Keberadaan Madrasah Diniyah bahkan semakin krusial di tengah meningkatnya kasus penyimpangan moral dan krisis karakter di kalangan generasi muda bangsa. Data Komisi Perlindungan Anak Indonesia (KPAI) mencatat bahwa sepanjang 2023, terdapat 3.877 laporan kasus pelanggaran terhadap anak.
Dalam situasi seperti ini, Madin hadir sebagai ruang edukasi nilai—yang tidak sekadar mengajarkan hafalan, tetapi membentuk kesadaran beragama yang utuh sejak usia dini. Ia mungkin tidak tampil dalam peringkat PISA atau UNBK, tetapi justru melahirkan generasi yang kokoh akidahnya, santun, tahu batas, dan menghormati orang tua dan guru—modal penting bagi keberlanjutan bangsa yang beradab.
Penutup
Sebagai catatan penutup dari tulisan sederhana ini –Madrasah Diniyah adalah cermin wajah Islam Indonesia yang bersahaja namun kuat dalam nilai. Ia tumbuh bukan dari kekuatan anggaran, melainkan dari keikhlasan dan cinta terhadap ilmu agama. Namun zaman terus bergerak. Tantangan kian kompleks, kebutuhan operasional semakin tinggi, dan kebutuhan sistim manajerial sangat dibutuhkan.

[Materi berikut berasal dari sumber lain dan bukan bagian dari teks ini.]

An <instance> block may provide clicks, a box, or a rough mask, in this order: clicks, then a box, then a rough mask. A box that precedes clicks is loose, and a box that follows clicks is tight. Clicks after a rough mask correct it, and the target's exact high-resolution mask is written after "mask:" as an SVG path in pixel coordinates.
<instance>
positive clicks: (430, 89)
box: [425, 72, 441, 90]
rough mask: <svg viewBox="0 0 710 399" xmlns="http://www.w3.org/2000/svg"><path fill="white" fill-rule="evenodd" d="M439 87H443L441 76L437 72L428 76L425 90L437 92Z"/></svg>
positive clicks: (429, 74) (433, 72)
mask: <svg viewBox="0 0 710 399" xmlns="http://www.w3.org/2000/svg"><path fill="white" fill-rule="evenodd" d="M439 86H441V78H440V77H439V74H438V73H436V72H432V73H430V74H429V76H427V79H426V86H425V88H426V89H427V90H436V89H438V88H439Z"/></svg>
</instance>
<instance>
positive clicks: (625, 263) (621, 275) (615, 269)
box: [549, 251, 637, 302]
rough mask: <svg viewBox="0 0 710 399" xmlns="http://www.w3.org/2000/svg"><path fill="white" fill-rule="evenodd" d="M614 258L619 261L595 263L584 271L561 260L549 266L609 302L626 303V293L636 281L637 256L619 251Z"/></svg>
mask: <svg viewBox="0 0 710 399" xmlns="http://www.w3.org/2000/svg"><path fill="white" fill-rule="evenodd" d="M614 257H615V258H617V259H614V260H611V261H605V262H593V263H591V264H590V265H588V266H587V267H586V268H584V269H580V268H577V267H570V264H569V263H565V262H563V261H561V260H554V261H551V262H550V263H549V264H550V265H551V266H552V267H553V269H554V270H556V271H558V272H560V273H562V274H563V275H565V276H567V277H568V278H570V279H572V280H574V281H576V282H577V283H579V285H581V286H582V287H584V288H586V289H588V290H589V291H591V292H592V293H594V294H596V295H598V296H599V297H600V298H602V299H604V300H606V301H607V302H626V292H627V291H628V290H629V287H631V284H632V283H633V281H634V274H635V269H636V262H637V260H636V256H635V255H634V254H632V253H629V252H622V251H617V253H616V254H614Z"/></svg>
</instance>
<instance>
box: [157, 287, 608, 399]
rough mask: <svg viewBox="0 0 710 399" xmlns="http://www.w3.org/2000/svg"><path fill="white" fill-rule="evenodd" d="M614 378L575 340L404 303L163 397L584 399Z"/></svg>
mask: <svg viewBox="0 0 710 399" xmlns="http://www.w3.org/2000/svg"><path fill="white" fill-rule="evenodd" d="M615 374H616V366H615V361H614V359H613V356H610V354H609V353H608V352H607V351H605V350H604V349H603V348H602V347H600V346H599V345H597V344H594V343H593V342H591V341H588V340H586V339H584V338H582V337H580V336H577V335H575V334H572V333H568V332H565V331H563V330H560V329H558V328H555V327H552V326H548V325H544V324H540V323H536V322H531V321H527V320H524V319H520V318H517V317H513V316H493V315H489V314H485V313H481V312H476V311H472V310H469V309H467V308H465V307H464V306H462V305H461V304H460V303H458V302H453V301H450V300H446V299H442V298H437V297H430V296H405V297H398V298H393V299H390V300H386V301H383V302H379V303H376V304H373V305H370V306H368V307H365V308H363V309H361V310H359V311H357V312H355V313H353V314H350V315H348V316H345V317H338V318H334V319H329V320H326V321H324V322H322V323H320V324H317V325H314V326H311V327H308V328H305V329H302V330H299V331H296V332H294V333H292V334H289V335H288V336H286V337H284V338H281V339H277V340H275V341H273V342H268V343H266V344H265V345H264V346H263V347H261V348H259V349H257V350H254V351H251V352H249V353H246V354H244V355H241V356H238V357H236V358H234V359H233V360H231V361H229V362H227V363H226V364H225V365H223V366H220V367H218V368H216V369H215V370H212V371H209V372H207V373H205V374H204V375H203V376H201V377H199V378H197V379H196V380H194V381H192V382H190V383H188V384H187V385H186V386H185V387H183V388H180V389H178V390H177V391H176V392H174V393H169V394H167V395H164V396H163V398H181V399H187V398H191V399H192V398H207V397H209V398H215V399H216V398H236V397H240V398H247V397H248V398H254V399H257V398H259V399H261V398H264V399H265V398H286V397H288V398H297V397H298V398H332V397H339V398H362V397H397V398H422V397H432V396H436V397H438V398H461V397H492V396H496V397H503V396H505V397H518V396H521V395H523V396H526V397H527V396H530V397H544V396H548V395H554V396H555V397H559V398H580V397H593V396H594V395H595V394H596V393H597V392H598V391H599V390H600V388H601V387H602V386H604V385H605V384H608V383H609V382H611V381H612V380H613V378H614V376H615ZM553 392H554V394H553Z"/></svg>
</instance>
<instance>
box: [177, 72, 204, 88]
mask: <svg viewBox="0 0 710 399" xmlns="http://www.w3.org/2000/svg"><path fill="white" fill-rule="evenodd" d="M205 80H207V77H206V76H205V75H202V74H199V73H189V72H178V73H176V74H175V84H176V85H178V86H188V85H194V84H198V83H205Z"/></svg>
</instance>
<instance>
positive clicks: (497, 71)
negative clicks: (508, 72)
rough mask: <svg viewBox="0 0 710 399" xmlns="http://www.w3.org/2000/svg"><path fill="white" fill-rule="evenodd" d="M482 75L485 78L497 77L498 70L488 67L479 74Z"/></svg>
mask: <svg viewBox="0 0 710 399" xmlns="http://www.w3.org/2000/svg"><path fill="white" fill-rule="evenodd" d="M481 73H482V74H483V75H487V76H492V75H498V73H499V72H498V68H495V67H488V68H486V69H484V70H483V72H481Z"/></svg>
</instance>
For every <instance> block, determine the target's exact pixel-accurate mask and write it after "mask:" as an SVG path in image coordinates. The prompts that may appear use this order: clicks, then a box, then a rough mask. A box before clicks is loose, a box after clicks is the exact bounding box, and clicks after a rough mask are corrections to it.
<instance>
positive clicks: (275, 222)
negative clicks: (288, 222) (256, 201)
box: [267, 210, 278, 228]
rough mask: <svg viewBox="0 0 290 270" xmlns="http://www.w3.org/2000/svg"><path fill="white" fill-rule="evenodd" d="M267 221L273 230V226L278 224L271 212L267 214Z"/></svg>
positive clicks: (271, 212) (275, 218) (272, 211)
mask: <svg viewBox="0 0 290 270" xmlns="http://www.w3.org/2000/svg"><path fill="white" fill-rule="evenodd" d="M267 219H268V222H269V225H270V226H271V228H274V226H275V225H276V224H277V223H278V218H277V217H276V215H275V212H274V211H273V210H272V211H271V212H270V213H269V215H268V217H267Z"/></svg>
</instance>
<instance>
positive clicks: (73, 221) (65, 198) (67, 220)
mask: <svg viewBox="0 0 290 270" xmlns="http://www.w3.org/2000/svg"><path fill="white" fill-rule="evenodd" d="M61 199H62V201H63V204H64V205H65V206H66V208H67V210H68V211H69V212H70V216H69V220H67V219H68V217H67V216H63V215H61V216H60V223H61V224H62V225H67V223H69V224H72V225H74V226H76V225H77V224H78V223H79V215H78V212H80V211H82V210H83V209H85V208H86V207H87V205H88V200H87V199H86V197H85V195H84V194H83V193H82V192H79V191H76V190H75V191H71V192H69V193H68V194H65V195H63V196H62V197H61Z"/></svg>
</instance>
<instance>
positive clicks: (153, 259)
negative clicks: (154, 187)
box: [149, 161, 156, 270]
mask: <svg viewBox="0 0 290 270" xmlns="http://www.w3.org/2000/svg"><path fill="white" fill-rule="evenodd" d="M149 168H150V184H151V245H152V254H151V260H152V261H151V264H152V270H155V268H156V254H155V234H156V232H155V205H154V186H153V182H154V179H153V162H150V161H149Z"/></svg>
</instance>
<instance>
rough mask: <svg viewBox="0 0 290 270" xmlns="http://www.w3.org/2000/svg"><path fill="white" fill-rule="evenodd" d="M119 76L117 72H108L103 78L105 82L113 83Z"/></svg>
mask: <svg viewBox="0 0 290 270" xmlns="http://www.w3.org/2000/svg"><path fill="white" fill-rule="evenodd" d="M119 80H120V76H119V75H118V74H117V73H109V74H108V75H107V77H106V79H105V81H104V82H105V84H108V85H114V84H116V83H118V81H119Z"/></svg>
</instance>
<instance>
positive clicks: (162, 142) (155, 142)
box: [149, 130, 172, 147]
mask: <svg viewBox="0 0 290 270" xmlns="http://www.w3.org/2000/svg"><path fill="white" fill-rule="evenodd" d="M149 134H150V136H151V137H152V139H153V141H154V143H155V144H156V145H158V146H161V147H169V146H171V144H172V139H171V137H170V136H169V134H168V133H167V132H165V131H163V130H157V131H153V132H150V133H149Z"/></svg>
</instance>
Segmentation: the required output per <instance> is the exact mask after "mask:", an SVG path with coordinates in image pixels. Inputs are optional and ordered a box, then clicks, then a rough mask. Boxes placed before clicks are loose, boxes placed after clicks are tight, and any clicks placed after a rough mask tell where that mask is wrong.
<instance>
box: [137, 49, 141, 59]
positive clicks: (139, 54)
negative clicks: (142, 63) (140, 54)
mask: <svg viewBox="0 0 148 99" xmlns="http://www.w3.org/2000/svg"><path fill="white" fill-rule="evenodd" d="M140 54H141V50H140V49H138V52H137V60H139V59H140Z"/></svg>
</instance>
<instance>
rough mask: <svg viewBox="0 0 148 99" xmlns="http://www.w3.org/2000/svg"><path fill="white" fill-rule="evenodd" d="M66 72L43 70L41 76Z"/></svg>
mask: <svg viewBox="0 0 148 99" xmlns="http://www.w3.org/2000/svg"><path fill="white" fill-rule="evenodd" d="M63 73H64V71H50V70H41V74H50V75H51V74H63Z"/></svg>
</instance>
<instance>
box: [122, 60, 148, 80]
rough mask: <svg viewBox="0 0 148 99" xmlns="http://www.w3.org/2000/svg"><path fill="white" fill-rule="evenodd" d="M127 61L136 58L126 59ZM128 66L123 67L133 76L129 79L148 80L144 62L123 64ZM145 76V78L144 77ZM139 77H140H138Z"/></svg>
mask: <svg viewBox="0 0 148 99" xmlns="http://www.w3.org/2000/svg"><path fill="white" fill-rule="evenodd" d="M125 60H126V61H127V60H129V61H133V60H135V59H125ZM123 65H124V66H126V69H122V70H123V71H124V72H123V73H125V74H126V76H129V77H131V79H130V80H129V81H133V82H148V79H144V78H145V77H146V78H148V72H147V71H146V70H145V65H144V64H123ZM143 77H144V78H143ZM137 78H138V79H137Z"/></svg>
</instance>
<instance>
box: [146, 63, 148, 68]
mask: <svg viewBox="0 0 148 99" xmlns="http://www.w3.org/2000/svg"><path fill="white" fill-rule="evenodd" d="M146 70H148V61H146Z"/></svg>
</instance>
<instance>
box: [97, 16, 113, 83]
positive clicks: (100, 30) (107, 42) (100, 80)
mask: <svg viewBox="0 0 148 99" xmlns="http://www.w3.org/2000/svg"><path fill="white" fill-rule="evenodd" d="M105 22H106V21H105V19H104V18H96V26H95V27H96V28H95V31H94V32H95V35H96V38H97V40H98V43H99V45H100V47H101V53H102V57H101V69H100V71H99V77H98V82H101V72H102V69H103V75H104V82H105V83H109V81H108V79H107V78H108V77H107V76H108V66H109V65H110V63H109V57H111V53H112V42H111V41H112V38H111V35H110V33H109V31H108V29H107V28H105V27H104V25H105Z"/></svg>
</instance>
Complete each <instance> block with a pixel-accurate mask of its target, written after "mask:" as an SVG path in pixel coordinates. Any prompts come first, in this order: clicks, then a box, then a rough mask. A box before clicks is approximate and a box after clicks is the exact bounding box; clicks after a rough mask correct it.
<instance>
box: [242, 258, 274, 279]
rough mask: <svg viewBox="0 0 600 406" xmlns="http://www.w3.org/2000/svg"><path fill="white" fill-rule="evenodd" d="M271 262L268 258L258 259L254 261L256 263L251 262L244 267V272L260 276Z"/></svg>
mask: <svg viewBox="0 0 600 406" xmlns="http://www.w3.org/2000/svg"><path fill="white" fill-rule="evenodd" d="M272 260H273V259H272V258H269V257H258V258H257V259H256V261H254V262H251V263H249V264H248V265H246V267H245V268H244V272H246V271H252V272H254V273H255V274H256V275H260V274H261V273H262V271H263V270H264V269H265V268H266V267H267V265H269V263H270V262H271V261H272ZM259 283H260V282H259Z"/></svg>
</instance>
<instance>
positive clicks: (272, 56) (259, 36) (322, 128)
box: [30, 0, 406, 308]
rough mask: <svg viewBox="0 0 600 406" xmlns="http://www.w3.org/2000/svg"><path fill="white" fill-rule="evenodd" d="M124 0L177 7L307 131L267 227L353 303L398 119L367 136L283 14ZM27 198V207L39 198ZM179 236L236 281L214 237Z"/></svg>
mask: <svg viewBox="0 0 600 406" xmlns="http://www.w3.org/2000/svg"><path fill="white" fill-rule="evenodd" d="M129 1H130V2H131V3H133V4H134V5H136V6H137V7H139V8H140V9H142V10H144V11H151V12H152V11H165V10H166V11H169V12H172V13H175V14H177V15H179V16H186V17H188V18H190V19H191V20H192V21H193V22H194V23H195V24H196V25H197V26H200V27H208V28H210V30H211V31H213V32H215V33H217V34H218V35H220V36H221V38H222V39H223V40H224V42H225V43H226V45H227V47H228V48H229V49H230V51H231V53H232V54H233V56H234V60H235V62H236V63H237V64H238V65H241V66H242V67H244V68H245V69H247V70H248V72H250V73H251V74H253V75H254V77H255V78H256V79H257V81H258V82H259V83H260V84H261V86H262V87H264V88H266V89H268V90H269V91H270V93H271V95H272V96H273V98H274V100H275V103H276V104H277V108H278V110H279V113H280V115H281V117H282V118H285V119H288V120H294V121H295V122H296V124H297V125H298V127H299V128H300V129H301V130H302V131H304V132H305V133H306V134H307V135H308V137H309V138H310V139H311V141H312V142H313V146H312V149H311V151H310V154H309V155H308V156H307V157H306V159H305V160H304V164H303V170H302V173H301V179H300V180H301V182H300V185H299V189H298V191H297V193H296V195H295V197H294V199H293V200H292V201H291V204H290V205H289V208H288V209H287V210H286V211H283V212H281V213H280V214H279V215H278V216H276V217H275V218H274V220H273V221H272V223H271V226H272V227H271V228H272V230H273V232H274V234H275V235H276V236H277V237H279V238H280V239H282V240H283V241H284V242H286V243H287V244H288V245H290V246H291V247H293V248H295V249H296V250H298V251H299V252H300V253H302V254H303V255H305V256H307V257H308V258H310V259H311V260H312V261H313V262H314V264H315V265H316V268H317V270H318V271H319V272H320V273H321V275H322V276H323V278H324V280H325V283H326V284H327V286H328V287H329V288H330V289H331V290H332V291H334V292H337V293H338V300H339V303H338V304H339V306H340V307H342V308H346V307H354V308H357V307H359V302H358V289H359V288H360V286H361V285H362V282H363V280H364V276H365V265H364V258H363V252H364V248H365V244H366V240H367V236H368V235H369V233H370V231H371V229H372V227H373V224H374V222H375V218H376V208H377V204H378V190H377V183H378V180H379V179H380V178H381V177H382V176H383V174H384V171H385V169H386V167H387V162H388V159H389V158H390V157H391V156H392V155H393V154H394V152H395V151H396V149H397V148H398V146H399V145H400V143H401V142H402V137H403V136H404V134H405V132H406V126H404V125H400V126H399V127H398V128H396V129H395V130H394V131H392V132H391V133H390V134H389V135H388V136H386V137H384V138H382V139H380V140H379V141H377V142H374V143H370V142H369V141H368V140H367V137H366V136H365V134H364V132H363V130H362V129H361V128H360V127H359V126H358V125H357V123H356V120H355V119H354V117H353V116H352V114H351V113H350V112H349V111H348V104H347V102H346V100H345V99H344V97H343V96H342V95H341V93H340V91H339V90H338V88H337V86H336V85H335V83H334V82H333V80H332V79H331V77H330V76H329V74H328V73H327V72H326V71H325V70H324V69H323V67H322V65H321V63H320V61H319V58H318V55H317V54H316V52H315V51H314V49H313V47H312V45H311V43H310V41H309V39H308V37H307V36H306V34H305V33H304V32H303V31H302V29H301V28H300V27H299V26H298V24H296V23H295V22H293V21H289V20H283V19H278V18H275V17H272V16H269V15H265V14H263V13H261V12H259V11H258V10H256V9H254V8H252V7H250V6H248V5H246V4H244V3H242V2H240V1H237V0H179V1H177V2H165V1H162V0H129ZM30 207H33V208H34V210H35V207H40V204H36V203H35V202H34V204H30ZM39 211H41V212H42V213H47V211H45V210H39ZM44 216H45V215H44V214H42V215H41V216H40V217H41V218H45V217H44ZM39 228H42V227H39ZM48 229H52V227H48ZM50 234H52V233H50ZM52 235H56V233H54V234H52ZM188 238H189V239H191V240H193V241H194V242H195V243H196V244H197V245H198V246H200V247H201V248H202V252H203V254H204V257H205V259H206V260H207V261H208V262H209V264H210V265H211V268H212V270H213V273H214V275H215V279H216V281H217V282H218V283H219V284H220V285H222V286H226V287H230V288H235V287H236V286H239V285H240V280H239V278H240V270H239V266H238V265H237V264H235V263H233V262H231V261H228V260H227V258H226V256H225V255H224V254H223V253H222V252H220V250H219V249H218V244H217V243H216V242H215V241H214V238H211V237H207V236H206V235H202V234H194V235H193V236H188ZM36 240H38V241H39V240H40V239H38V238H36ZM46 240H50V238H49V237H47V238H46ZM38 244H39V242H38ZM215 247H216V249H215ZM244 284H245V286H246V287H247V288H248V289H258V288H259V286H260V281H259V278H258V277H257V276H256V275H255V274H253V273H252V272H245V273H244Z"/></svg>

keikhlasan tidak bisa dibiarkan berjalan sendirian. Jika Madrasah Diniyah ingin terus relevan, maka ia perlu sistem, dukungan, dan rekognisi yang setara. Pemerintah, ormas Islam, dan seluruh elemen masyarakat harus melihat madin bukan sekadar sebagai lembaga pelengkap, melainkan sebagai pilar utama pendidikan karakter bangsa. Tidak cukup hanya mengapresiasi semangatnya—ia butuh afirmasi nyata dalam bentuk pendanaan, pelatihan, dan perlindungan hukum kelembagaan.